Recém vinda de uma participação em um filme hollywoodiano, O Assassino (2023), de David Fincher, a atriz se diz privilegiada por poder transitar por diversas narrativas interessantes e por ajudar a contar histórias importantes, como a de Virgínia e Adelaide, independentemente do tipo de produção.
— Todo o projeto tem o seu encanto, tem o seu porquê. Todos esses projetos são oportunidades que aparecem na minha vida. Eu aprendo — diz a atriz. — Contar a história destas duas mulheres importantes, no caso da Adelaide, a vinda dela para o Brasil, fugindo da Alemanha nazificada, tudo isso me instigou, me interessou. Então, o objetivo é este: contar histórias, independentemente de onde a gente esteja, do gênero e do tamanho do projeto. Sou muito feliz de estar aqui.
O set
Ao passar pela Rua Coronel Bordini, no bairro Rio Branco, na Capital, é possível ver de longe que algo especial está acontecendo por ali. Em frente ao imóvel em que o longa-metragem está sendo gravado, vans e carros da produção estão parados, bem como uma grande quantidade de equipamentos — totalizando mais de duas toneladas de material, indo do carrinho do travelling até iluminação para recriar a claridade do sol, o que deixa o set bem quente.

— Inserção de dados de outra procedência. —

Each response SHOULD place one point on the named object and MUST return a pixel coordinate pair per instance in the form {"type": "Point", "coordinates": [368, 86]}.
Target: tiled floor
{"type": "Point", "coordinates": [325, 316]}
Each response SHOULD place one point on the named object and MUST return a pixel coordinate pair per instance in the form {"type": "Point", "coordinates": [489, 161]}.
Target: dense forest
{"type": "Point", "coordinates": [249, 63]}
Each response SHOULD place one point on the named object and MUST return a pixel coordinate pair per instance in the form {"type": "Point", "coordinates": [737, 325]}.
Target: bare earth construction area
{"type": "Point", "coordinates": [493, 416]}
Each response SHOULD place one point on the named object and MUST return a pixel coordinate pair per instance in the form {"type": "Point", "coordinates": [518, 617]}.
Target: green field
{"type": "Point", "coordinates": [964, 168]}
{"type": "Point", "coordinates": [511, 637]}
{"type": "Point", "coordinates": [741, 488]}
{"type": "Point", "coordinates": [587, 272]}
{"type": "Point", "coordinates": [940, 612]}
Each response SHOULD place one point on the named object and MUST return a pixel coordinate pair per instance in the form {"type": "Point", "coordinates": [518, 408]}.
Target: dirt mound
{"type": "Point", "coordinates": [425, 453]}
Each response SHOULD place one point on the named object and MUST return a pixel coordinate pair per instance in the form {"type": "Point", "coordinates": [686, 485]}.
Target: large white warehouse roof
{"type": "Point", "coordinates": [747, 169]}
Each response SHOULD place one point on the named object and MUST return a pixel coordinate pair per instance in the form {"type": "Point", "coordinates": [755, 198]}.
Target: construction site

Cordões de isolamento delimitam o espaço em que é possível transitar — para cada cena, a via é fechada momentaneamente, para não haver reflexo dos automóveis nos móveis da casa, afinal, a produção se passa entre 1937 e 1959, com uma frota que era bem diferente, tanto de design quanto de barulho emitido.
A casa, um espaçoso sobrado, faz as vezes de um imóvel em São Paulo e, ali, boa parte da história se passa, entre sala, pátio e consultório — para emular o programa de rádio comandado por Virgínia, bem como os simpósios e outros lugares em que a dupla esteve na vida real, a produção gravará cenas no Tecnopuc, em frente a um chroma key, construindo um cenário virtual.
No local, a equipe de gravação, que é formada por 55 pessoas, corre para dar conta de rodar o filme em apenas 10 diárias. Com o tempo curto, Furtado e Yasmin filmavam de 8 a 12 páginas de roteiro por dia — cada uma equivale a mais ou menos um minuto do longa-metragem. A expectativa é que o título tenha mais ou menos 88 minutos e entrará em pós-produção logo após a conclusão das gravações.
A produção tem um orçamento estimado de R$ 1,6 milhão — valor considerado baixo, visto que há 20 anos, com O Homem Que Copiava, por exemplo, Furtado gastou o dobro. A aposta, então, foi centralizar as câmeras apenas nas duas protagonistas e, para as externas, preencher com imagens de arquivos que estão sendo adquiridas de vários lugares do mundo. Assim, se dará a vida do "meio documentário", misturando cenas reais de São Paulo, Londres e Alemanha com as gravadas em Porto Alegre em 2023.
Virgínia e Adelaide chega aos cinemas na segunda metade de 2024.